As principais mudanças acontecem na dimensão e nas datas do Festival, que este ano se estende por dois fins de semana: 16 a 19 e 24 a 26 de julho.

Continuará a ser principalmente um Festival de rua, totalmente gratuito, com música, performance, novo circo, vídeo e instalações, entre outras áreas artísticas.

O investimento municipal no evento, que foi 500 mil euros em 2019, será este ano de 220 mil euros, “procurando um bom equilíbrio entre a qualidade e a necessidade de redução da dimensão dos espetáculos e aumento da segurança para espetadores e participantes”.

“O Festival dos Canais é já uma marca muito forte do nosso território e da nossa gente. É fundamental prosseguir este caminho de crescimento do evento, também ele numa lógica de adaptação ao novo normal”, sublinhou o presidente da Câmara de Aveiro, Ribau Esteves.

Os recintos onde vão decorrer os espetáculos “vão estar delimitados e com levantamento de bilhete obrigatório, assim como lugares fixos e devidamente distanciados”, sendo disponibilizadas máscaras e gel desinfetante.

“Apesar da pandemia, o Festival mantém o seu ADN e continua a ter uma dimensão nacional e internacional, contando com várias estreias, entre as quais várias coproduções, sem esquecer a criação local”, destaca por sua vez José Pina, gestor da equipa organizadora do Festival dos Canais.

A Praça Marquês de Pombal é o maior recinto do Festival, onde vão decorrer, sempre às 21:30, os concertos de Dino D’Santiago (dia 18), Cuca Roseta (dia 24) e o saxofonista Henk Van Twillert com Hélder Moutinho (dia 25).

Já o cine-concerto “Surdina”, uma tragicomédia do realizador Rodrigo Areias com música de Tó Trips e argumento de Valter Hugo Mãe, será dia 16, às 22:30, mas no Conservatório de Música de Aveiro Calouste Gulbenkian.

Tal como em edições anteriores, voltam à escadaria Fernando Távora os concertos de fim de tarde, com encontro marcado a partir das 19:30 e ao lado, no Claustro da Misericórdia, a Orquestra Filarmonia das Beiras vai interpretar obras de Mozart, Schubert, Julio Medaglia e Gonçalo Lourenço, a 19, 25 e 26, também ao final do dia.

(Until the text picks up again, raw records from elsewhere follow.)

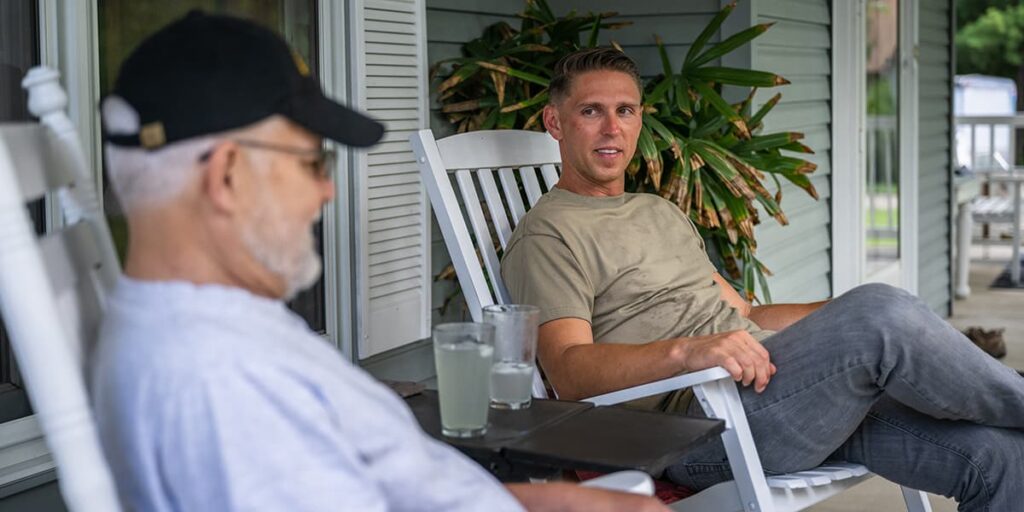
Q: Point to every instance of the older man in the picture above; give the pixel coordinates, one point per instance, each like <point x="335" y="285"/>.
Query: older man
<point x="209" y="392"/>
<point x="628" y="295"/>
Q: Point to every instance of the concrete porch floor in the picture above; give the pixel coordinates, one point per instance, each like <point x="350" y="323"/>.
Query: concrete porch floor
<point x="985" y="307"/>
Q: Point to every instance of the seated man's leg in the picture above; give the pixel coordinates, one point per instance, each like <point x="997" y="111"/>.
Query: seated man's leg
<point x="977" y="465"/>
<point x="833" y="368"/>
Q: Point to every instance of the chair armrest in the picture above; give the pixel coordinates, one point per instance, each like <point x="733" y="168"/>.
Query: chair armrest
<point x="662" y="386"/>
<point x="636" y="482"/>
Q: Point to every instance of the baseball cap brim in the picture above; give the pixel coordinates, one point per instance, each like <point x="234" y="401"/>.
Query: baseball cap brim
<point x="329" y="119"/>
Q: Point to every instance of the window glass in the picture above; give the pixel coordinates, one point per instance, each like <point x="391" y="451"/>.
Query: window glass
<point x="124" y="24"/>
<point x="882" y="205"/>
<point x="18" y="52"/>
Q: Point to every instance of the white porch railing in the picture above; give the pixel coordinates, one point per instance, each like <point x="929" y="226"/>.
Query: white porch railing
<point x="986" y="144"/>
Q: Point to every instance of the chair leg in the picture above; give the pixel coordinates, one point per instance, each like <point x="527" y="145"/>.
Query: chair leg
<point x="916" y="501"/>
<point x="721" y="400"/>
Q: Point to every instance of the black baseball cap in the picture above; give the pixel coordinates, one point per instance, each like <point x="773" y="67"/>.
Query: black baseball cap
<point x="207" y="74"/>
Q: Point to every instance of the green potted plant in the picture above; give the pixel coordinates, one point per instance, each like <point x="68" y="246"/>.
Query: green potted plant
<point x="704" y="154"/>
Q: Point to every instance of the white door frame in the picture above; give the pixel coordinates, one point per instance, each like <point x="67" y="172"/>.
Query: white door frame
<point x="849" y="158"/>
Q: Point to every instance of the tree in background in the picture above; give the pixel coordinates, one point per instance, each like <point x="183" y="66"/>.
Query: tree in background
<point x="990" y="40"/>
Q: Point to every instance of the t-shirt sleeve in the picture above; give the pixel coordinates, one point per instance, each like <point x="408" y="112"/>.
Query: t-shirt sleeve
<point x="541" y="270"/>
<point x="691" y="230"/>
<point x="244" y="441"/>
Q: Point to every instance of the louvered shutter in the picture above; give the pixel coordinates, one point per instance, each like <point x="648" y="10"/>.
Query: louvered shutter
<point x="392" y="216"/>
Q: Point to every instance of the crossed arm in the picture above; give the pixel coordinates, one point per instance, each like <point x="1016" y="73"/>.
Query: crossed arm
<point x="578" y="368"/>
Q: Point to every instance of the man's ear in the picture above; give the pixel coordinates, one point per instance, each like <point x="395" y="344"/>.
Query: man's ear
<point x="220" y="177"/>
<point x="551" y="121"/>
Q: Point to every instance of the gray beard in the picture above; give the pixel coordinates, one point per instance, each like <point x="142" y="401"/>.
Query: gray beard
<point x="283" y="250"/>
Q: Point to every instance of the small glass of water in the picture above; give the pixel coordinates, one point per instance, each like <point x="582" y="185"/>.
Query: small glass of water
<point x="515" y="350"/>
<point x="463" y="355"/>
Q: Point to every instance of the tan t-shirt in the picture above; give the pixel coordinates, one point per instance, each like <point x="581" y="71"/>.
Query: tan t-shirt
<point x="633" y="265"/>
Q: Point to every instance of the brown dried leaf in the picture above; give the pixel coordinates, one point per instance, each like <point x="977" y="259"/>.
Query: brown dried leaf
<point x="469" y="104"/>
<point x="499" y="79"/>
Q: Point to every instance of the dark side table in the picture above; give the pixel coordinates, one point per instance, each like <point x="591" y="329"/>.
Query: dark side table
<point x="554" y="435"/>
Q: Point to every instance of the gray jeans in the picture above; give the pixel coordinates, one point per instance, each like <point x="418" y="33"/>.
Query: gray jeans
<point x="876" y="378"/>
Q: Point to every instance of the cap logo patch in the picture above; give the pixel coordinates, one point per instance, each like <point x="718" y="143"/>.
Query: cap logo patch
<point x="300" y="64"/>
<point x="152" y="135"/>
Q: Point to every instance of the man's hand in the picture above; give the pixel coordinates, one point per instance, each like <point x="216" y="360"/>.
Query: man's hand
<point x="736" y="351"/>
<point x="560" y="497"/>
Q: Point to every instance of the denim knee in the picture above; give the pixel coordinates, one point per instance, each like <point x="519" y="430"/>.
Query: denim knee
<point x="881" y="306"/>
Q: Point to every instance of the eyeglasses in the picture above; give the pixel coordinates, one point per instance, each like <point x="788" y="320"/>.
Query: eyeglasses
<point x="321" y="163"/>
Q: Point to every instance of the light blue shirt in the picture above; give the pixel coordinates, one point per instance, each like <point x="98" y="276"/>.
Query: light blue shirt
<point x="210" y="397"/>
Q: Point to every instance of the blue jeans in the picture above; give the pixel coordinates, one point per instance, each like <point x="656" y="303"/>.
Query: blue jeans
<point x="876" y="378"/>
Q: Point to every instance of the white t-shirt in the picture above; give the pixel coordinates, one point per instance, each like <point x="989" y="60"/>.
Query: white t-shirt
<point x="210" y="397"/>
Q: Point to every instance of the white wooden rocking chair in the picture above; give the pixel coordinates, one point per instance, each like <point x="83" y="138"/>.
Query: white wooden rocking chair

Entre as estreias, o coreto do Parque recebe, nos dias 17, 18 e 19, o novo circo num espetáculo de João Paulo Santos, intitulado “O Outro”, enquanto o Teatro Aveirense tem uma criação de marionetas da companhia “Red Cloud”, nos dias 24, 25 e 26.

“Wave Shape” é uma fusão de escultura, som, instalação e dança na qual a água é protagonista e que irá ser desfrutada ao longo do Canal Central, nas noites de 18 e 19, com a particularidade de que, além da vertente performativa, um conjunto de códigos QR distribuídos vai permitir ao público, com o seu telemóvel, fazer scan do código e ouvir uma música ou história escolhida para cada local.

LP Dance e o seu espetáculo “Sal”, na Marinha da Noeirinha, assim como apresentações do Dancenter no Claustro da Misericórdia, os habituais desenhos dos Aveiro Sketchers, inspirados nos espetáculos do festival, e uma proposta performativa e formativa de Madina Ziganshina, vão exibir criações locais.

A pandemia de covid-19 já provocou mais de 538 mil mortos e infetou mais de 11,64 milhões de pessoas em 196 países e territórios, segundo um balanço feito pela agência francesa AFP.

Em Portugal, morreram 1.629 pessoas das 44.416 confirmadas como infetadas, de acordo com o boletim mais recente da Direção-Geral da Saúde.